To ensure the privatization of a public insurance company, the government has already received Parliament's approval of the Public Insurance Business (Nationalization) Amendment Bill 2021, in the monsoon session that ended in August 2021.

With the amendment in the PFRDA Act, sources said, the powers, functions and duties of the NPS Trust, which is currently established in the PFRDA (National Retirement System Fund) Regulation 2015, may be subject to a charitable trust or corporate law.

The intent is to keep the NPS Trust separate from the pension regulator and to be administered by a competent 15-member board. Outside of this, the majority of the members are likely to be from the government, since they, including the states, are the group's largest shareholders.

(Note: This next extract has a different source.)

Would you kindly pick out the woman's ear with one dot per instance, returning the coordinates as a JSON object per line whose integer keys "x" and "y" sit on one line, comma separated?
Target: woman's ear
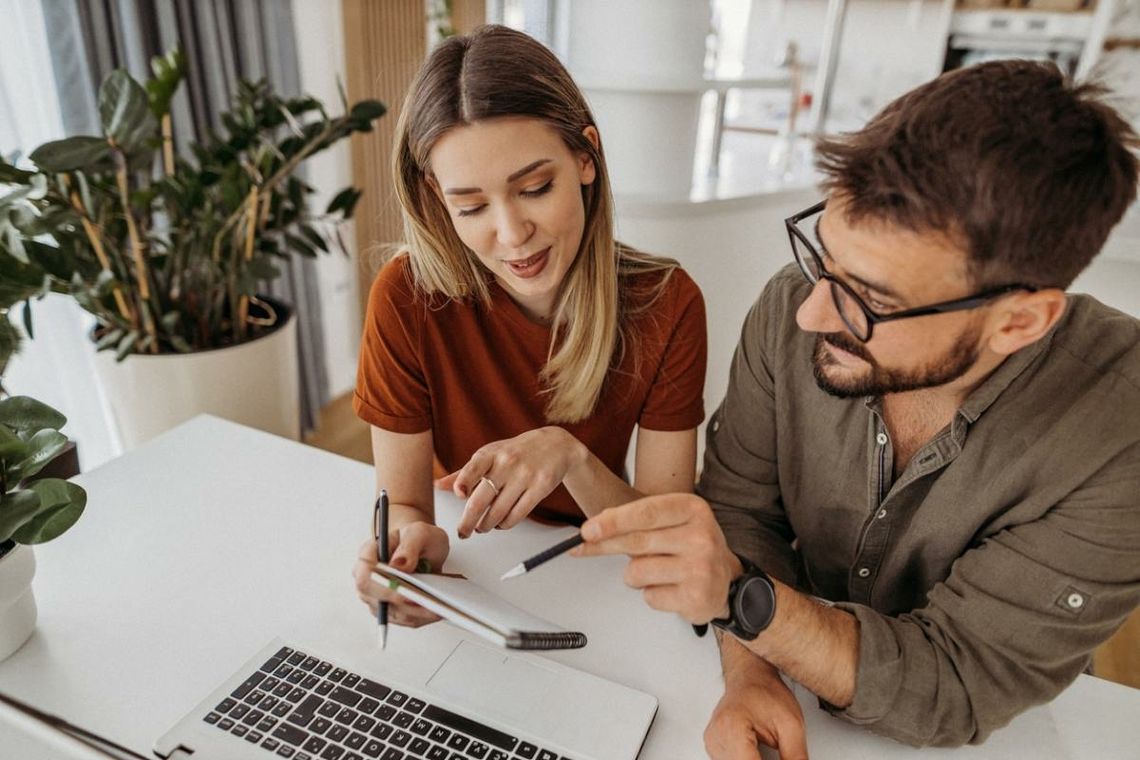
{"x": 586, "y": 170}
{"x": 1026, "y": 319}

The trust was established by PFRDA to take care of assets and funds under the NPS. The proposal to separate the two jobs has been under consideration for the past few years.

The Authority was established to promote and ensure the orderly growth of the pension sector with adequate powers over pension funds, the Central Record Keeping Agency and other intermediaries. It also protects the interests of the members.